Monday, May 28, 2012

The First Visit

I had to deliver some flowers to the funeral home this morning. Working on Memorial Day. It never fails that when there is a holiday I end up working. On my way to make the delivery I really noticed all of the flags that were out. It made me sad. I miss my Papa Crawford quite a bit. He was the kindest man that you would ever meet. He always sat at the kitchen table with a cup of coffee, a legal pad and a pencil. He was the type to "figure" things and let you know what was up. As a little girl I would get his legal pad, thumb through a few blank pages and draw him a picture with a note so that he would see it. And man, he was handsome. Even as an older gentleman he was handsome. He had huge muscles and always wore jeans and a white v- neck T-shirt that really showed off those arms.

When Papa became sick I didn't get to see him very much... but when they knew he wasn't going to make it much longer all of the kids, grandkids and even a few great grandchildren were called upon to say goodbye. It was so sad. Here was this great man lying there who was always so spry. I just remember holding his hand and telling him that I loved him over and over.

If I had known that in just a couple of years he would be watching over MY baby, his great-granchild from his oldest grandchild, then I would have reminded him to keep plenty of legal pads and pencils for her. I really hope that she is up there learning how to "figure" and sneaking a few pages ahead to leave him a note and picture.

Today was my first visit to the cemetery since last Monday. Today was a week since we laid Zoe Jane to rest. As I was driving there I tuned into Pandora and listened to music that took me back a few years. No matter what song it was, it made me sad because there are songs that match moments in your life. I told Bryan that I needed to spend some time there alone today so that I could just talk to her. Her flowers had faded and I brought her a tiny little pot of pink daisies that just looked like something that she would love. Her gravesite really is peaceful. There are two big oak trees and they cast a cool shade over her spot for most of the day. There are lots of birds and it is just really quiet.
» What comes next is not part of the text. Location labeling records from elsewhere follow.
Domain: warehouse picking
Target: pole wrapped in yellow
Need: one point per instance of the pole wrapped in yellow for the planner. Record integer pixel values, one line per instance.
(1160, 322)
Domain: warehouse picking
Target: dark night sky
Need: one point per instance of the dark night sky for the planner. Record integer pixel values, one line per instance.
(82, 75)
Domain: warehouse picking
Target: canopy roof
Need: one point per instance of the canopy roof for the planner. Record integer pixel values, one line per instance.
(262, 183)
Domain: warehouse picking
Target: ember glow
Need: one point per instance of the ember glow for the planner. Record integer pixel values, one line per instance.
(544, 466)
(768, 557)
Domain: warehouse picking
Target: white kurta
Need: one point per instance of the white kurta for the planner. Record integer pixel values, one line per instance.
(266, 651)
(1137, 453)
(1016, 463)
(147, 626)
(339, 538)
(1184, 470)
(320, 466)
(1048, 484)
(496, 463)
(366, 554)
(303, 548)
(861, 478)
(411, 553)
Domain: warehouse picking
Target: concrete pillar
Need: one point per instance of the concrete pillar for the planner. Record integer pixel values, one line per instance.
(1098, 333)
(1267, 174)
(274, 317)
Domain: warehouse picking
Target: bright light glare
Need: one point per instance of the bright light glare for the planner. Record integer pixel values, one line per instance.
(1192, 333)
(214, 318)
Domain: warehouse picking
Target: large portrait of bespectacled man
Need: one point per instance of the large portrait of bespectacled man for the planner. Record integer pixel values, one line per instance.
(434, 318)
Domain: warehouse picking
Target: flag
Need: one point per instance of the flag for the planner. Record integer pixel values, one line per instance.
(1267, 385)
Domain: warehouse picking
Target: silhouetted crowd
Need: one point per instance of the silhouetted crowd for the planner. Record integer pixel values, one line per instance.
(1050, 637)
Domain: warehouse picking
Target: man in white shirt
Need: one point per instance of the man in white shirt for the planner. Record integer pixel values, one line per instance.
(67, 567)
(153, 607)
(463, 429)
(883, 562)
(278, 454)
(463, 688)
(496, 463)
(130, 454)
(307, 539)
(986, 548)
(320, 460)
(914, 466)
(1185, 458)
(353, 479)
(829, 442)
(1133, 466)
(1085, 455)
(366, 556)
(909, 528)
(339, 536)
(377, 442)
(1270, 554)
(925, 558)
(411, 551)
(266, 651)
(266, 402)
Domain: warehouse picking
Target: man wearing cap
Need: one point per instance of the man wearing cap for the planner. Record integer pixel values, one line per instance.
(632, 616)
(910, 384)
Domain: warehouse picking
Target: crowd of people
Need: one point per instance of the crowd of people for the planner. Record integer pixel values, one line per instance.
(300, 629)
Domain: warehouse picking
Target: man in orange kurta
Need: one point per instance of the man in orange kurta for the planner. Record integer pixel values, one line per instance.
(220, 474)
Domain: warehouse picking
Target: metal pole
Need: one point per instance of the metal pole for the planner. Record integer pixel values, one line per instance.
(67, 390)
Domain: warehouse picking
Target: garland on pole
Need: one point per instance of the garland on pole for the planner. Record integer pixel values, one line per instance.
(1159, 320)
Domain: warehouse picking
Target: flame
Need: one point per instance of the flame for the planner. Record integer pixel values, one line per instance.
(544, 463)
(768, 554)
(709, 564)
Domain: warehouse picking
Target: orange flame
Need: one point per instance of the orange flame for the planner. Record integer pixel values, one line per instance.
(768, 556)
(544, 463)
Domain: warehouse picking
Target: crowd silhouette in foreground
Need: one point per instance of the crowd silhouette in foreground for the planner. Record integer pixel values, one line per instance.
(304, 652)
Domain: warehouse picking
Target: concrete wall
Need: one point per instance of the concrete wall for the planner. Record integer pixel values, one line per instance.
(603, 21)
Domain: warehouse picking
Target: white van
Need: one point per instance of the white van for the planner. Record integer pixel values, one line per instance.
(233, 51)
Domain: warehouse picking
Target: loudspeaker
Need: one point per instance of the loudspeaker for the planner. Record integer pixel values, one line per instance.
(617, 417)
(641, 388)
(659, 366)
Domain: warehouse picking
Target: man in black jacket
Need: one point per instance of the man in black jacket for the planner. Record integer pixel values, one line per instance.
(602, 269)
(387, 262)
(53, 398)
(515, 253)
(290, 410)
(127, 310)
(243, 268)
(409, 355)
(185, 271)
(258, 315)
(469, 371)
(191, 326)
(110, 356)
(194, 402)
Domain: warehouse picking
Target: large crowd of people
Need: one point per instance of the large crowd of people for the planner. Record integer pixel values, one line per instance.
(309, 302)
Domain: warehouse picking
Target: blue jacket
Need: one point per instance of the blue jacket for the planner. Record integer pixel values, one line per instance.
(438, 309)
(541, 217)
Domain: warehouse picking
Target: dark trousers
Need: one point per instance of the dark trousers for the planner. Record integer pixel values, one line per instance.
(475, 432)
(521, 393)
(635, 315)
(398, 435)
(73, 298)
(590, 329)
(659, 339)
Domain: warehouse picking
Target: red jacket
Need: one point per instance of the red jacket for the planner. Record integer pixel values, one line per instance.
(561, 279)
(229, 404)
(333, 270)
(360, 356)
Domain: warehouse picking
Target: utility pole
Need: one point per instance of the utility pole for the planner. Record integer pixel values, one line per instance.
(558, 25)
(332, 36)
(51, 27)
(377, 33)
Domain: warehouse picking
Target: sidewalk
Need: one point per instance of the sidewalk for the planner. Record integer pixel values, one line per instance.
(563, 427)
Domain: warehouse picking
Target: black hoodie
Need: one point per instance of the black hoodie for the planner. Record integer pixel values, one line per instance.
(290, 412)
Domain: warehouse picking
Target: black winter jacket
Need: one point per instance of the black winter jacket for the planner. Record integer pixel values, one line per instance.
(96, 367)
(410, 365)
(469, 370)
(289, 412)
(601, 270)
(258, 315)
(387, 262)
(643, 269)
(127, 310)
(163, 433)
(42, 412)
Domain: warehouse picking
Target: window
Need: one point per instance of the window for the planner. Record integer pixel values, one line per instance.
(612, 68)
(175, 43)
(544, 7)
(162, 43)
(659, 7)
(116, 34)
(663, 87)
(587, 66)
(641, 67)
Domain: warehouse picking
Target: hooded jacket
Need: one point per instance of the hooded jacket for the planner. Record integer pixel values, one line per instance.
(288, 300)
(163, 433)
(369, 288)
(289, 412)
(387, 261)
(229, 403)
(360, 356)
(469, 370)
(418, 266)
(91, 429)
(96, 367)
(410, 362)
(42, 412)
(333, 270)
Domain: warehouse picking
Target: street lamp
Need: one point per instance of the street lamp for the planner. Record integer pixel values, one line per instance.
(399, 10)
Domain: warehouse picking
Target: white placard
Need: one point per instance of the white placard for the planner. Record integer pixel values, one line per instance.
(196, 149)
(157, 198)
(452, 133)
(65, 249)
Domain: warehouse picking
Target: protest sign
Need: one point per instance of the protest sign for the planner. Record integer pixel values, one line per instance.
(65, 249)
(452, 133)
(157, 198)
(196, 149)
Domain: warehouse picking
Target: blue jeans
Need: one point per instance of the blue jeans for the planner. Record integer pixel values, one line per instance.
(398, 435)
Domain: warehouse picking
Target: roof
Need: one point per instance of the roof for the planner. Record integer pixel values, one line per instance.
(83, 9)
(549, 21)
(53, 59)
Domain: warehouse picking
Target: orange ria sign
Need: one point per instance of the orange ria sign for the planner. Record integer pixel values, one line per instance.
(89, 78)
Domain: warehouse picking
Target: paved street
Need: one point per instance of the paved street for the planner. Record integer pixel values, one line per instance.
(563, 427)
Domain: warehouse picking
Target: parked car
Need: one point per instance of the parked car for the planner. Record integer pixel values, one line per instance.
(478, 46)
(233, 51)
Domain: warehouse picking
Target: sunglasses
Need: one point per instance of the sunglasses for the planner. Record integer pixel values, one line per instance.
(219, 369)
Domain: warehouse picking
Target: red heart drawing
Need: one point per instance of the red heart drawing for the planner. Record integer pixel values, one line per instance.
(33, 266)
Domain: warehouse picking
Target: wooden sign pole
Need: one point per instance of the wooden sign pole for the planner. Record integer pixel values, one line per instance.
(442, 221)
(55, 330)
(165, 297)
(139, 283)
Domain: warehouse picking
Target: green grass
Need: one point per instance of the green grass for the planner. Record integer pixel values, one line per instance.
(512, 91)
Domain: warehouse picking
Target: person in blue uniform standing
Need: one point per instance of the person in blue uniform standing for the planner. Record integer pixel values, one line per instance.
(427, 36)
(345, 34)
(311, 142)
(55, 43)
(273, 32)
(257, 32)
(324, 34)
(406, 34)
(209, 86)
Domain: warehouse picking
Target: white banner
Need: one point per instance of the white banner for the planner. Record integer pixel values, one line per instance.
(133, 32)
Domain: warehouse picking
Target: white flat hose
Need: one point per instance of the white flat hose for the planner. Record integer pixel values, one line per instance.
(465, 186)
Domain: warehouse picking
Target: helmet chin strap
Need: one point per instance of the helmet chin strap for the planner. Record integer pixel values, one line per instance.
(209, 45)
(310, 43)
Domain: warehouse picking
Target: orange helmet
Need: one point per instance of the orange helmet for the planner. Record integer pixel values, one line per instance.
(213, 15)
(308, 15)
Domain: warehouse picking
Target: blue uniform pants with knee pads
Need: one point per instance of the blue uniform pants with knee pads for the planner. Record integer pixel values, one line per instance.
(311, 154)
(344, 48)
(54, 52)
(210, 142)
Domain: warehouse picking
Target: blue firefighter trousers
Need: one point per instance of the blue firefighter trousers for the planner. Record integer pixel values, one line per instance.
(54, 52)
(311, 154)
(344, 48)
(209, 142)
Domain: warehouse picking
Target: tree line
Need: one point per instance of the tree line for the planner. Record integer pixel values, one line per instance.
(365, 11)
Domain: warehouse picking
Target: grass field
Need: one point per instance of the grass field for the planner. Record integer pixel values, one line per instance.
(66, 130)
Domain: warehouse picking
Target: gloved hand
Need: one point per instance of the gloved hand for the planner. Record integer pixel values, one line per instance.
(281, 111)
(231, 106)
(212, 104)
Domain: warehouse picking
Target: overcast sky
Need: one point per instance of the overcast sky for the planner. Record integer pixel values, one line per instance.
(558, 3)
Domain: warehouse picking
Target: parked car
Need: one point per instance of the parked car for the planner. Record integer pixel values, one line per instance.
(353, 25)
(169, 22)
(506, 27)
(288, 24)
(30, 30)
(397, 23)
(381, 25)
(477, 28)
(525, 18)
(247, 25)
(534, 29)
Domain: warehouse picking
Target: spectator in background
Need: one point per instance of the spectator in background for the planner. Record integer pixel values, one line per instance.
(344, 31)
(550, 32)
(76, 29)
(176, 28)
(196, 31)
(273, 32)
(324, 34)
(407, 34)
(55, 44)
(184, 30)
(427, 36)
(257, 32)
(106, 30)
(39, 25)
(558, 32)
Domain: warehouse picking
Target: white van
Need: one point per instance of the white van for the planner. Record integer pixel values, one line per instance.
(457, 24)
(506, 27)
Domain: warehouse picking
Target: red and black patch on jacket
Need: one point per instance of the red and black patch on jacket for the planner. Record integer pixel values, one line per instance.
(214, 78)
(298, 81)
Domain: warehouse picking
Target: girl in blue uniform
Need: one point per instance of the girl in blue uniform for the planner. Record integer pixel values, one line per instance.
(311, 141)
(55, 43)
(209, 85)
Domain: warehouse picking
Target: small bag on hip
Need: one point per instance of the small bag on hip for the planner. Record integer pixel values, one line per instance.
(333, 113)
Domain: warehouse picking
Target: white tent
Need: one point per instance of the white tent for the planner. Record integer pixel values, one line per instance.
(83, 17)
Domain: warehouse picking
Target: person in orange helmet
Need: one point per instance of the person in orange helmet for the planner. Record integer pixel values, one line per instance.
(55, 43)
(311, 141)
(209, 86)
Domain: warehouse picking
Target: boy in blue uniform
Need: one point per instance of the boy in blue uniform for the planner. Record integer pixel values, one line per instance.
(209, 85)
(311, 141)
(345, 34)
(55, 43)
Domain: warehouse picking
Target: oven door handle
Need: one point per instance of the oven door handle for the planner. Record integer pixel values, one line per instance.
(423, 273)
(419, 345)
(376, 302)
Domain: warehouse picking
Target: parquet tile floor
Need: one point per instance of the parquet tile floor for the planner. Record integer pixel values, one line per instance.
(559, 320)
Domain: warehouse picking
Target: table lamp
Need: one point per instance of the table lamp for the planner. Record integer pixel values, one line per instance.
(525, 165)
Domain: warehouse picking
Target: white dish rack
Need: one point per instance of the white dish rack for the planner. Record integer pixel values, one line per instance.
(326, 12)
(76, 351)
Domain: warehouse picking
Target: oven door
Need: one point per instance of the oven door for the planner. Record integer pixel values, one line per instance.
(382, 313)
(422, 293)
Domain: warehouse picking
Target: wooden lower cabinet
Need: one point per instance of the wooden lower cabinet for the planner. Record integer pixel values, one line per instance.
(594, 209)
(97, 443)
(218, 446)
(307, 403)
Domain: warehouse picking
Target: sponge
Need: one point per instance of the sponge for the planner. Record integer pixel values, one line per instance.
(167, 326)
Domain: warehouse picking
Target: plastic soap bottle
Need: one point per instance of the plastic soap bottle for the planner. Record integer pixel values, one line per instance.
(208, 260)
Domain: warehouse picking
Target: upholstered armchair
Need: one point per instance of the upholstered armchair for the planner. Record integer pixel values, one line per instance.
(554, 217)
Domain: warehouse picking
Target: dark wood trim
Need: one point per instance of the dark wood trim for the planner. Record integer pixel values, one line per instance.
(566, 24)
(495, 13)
I sat on the sidewalk next to her spot and told her how her Daddy and I met. I told her that he just walked into my shop the day after we met at an event and said "I wanted to know where your shop was and really, I just want to get to know you." I told her how I was so happy that I married him and what a good man he is. That he wanted her so much and what a good Daddy he would have been.
I told her how sorry I was that I didn't talk to her enough, sing to her enough or read her as many stories as I should have. I also told her that I am sorry if I did anything wrong. I can't help but think that I did something wrong and that this is all my fault. We still have no answers from doctors and all I can do is blame myself.

As I left the cemetery I felt peaceful. I feel like she can hear me. I just keep praying that God will let me see her in a dream. I really want that. To see my little girl and how she looks. Does she have my hair and fair skin? Did she get blue eyes or green? Is she tall like I imagine with my lips and nose? I know that one day I will see her but the waiting is the hardest part.